Individuals help the cause by smuggling dogs out of the meat markets, then take them by taxi to see a veterinarian. Unfortunately, not every story has a happy ending. They purchased a Great Dane from a meat market just prior to a Korean festival where they slaughter dogs, but he was too weak and didn’t make it. She has plenty of happy surprises also, however, like the purebred Border collie who Muradian adopted out, now named “Daisy.”
“We worked with her for three months and she started chasing after my horse – nature took over,” Muradian says. “Now she’s a California state service dog.”
The mission to rescue meat market dogs sort of fell into her lap, Muradian says. It began when she met Aileen Hahn.
“She kept bringing dogs over,” Muradian explains. “Now we’re trying to get the money to bring more over. Money talks in this industry. Before I knew what people were doing, one time I saw three dogs tied up outside a building and some in cages. They gave me five dogs for $250. A couple of years later I find out this is what they were doing.”
The problem is not just overseas – some cases are closer to home. Muradian says she has heard of one case in Santa Clarita. It was a restaurant that was shut down and re-opened by a different owner.
“It is against the law to use them as food,” she says. “There was a huge investigation going on in downtown L.A. because they’re doing the same thing in stores in downtown. We were trying to get people in under cover. And we try to pull from shelters as close to Koreatown as possible.”
Muradian has always rescued animals, even as a young girl. “I used to chase lizards and take them home and take care of them. As far back as I can remember, I’ve had an animal,” she says.
According to Muradian’s mother, even when she was a baby, animals played a very important role, including the time her cocker spaniel saw Nareenea in her crib, almost suffocating. The dog compelled her mother to come and pick her up.
“If (the dog) hadn’t heard me calling for her from my crib I would’ve died,” Nareenea says.
On her property she has dogs, horses, pigs, geese – and has had plenty of others. She has had rescues that include macaws, ferrets and wolf hybrids. The largest number of dogs she’s had is about 40 in her possession. She can house up to 20 horses and farm animals at a time.
“I don’t say no to anything,” Muradian says.
Her favorite animals are horses. When she’s in Lancaster she rides one of two horses she owns that she says were “foster failures.”
The boarding facility manager also works in La Crescenta at Hillcrest Pet Hospital for veterinarian Dr. Edward Fries part-time. Her rescuing efforts began with pit bulls. “Then I started rescuing anything crossed my path,” she says.
The biggest problem Muradian sees on a regular basis is the cycle of over-breeding, which results from owners not having their pets spayed and neutered.

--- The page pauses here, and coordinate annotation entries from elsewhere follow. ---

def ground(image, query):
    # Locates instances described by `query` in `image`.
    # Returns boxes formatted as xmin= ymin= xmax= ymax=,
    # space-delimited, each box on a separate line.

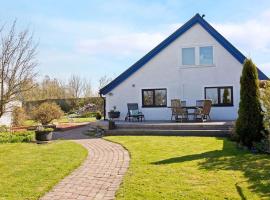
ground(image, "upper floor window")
xmin=182 ymin=47 xmax=195 ymax=65
xmin=200 ymin=46 xmax=213 ymax=65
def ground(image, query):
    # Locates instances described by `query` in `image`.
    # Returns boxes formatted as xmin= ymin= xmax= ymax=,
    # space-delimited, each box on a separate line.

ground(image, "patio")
xmin=90 ymin=120 xmax=234 ymax=137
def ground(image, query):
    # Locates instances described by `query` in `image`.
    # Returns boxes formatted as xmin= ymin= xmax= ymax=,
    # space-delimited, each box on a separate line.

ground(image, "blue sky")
xmin=0 ymin=0 xmax=270 ymax=91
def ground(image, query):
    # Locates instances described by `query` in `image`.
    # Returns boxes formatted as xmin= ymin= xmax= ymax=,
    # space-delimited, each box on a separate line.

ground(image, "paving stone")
xmin=41 ymin=127 xmax=130 ymax=200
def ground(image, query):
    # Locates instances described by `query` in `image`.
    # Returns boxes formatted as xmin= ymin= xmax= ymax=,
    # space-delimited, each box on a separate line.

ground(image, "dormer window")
xmin=180 ymin=45 xmax=215 ymax=68
xmin=200 ymin=46 xmax=214 ymax=65
xmin=182 ymin=47 xmax=195 ymax=65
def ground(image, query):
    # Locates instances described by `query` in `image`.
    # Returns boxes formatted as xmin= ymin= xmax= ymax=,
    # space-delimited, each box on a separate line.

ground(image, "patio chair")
xmin=171 ymin=99 xmax=188 ymax=122
xmin=194 ymin=99 xmax=212 ymax=122
xmin=125 ymin=103 xmax=145 ymax=122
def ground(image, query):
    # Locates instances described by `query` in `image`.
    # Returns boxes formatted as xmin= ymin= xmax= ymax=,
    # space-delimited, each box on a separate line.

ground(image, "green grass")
xmin=0 ymin=141 xmax=87 ymax=200
xmin=106 ymin=136 xmax=270 ymax=200
xmin=56 ymin=116 xmax=96 ymax=123
xmin=23 ymin=116 xmax=96 ymax=126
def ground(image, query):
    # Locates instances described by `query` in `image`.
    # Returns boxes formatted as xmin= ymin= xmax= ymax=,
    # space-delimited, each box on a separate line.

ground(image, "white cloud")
xmin=258 ymin=62 xmax=270 ymax=77
xmin=77 ymin=33 xmax=165 ymax=55
xmin=213 ymin=10 xmax=270 ymax=53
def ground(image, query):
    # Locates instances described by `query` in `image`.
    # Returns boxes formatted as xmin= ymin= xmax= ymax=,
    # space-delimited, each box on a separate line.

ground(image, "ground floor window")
xmin=142 ymin=89 xmax=167 ymax=107
xmin=204 ymin=86 xmax=233 ymax=106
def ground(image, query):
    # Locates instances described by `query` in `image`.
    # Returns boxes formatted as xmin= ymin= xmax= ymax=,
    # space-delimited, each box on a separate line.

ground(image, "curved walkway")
xmin=41 ymin=127 xmax=130 ymax=200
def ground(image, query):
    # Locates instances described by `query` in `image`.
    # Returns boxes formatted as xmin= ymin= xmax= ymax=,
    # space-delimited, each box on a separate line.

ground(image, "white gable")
xmin=106 ymin=24 xmax=242 ymax=119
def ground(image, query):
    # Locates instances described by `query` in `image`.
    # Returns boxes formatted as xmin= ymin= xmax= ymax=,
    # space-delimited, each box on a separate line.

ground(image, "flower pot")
xmin=36 ymin=131 xmax=52 ymax=141
xmin=108 ymin=111 xmax=120 ymax=119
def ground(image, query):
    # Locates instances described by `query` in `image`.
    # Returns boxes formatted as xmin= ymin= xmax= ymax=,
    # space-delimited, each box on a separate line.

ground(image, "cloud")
xmin=77 ymin=32 xmax=165 ymax=55
xmin=213 ymin=10 xmax=270 ymax=53
xmin=258 ymin=62 xmax=270 ymax=77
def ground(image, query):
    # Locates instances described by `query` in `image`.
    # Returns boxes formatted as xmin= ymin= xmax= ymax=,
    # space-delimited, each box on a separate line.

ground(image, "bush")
xmin=0 ymin=125 xmax=9 ymax=132
xmin=32 ymin=103 xmax=64 ymax=125
xmin=80 ymin=112 xmax=97 ymax=118
xmin=12 ymin=107 xmax=27 ymax=126
xmin=261 ymin=81 xmax=270 ymax=131
xmin=96 ymin=112 xmax=102 ymax=120
xmin=36 ymin=126 xmax=54 ymax=132
xmin=236 ymin=59 xmax=264 ymax=148
xmin=0 ymin=131 xmax=35 ymax=143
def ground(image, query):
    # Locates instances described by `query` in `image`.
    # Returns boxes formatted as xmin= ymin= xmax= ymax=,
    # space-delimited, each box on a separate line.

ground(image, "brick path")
xmin=41 ymin=127 xmax=130 ymax=200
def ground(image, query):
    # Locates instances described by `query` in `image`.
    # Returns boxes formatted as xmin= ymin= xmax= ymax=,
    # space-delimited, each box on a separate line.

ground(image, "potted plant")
xmin=96 ymin=111 xmax=102 ymax=120
xmin=108 ymin=106 xmax=120 ymax=119
xmin=32 ymin=102 xmax=63 ymax=141
xmin=35 ymin=126 xmax=54 ymax=141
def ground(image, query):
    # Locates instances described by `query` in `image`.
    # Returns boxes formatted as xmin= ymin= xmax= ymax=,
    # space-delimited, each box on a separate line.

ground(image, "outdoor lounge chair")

“Some people take care of themselves more than their puppies,” she says. “On a daily basis I meet people who bring a dog into the home and once the puppy’s cuteness wears off, they want to get rid of it. I have a $5,000 Pomeranian at my house right now.”
She repeats how important it is that everyone spays and neuters their pets. “I want to be out of a job. I want to be able to one day say, ‘I don’t have to rescue anymore,’” Muradian explains. “I have to do what I’m doing because people are irresponsible. If they ask for help, there are avenues on every corner. I offer to pay for it as long as they just get them fixed.”